Boiteau Paul - Les Aventures du Baron de Trenck - Bibliothèque numérique romande - Anonyme Des Friedrich Freiherrn von der Trenck merkwürdige LebensgeschichteBoiteau Paul – Les Aventures du Baron de Trenck (d’après ses mémoires) : Favori ! Frédéric II, le roi de Prusse ne pouvait plus se passer du jeune Frédéric, baron de Trenck, à peine vingt ans. Ses qualités intellectuelles et sa mémoire comme ses prouesses militaires l’introduisirent dans tous les cercles de la cour, et dans le quotidien du roi, il y rencontra Voltaire et le groupe des philosophes invités de Frédéric II. En campagne, il était son aide de camp et bénéficiaire de toutes les attentions.

Mais la faveur d’un roi n’a qu’un temps. Faut-il accuser les cabales de l’envie ou sa liaison avec Anne Amélie de Prusse, la propre sœur de Frédéric II ? Convaincu de trahison, il fut enfermé dans la forteresse de Glatz. Évadé, réfugié à Moscou où il séduisit une princesse, puis à Vienne pour recueillir la succession d’un cousin, il restait poursuivi par la fureur de Frédéric II qui réussit finalement à le capturer. Emprisonné à nouveau, il resta 10 ans sous les chaines dans un cachot de la forteresse de l’Étoile à Magdebourg.
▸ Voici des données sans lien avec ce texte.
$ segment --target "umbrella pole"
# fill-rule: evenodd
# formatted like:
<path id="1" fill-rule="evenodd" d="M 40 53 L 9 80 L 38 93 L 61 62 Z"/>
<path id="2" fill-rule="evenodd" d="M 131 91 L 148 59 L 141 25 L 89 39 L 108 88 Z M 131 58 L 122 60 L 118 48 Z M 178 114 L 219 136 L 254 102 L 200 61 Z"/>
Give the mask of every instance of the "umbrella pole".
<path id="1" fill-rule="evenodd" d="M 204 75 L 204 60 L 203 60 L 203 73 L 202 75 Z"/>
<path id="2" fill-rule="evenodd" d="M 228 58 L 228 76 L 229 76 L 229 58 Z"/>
Libéré, il écrivit ses mémoires qui connurent un immense succès en Europe et jusqu’en Amérique. Partisan de la révolution française, il se rendit à Paris. Arrêté comme espion, il fut guillotiné en 1794, dans les dernières heures de la Terreur. Plusieurs films reprennent les aventures de sa vie ainsi qu’une série, Les Aventures extraordinaires du baron von Trenck, diffusée en France en 1973.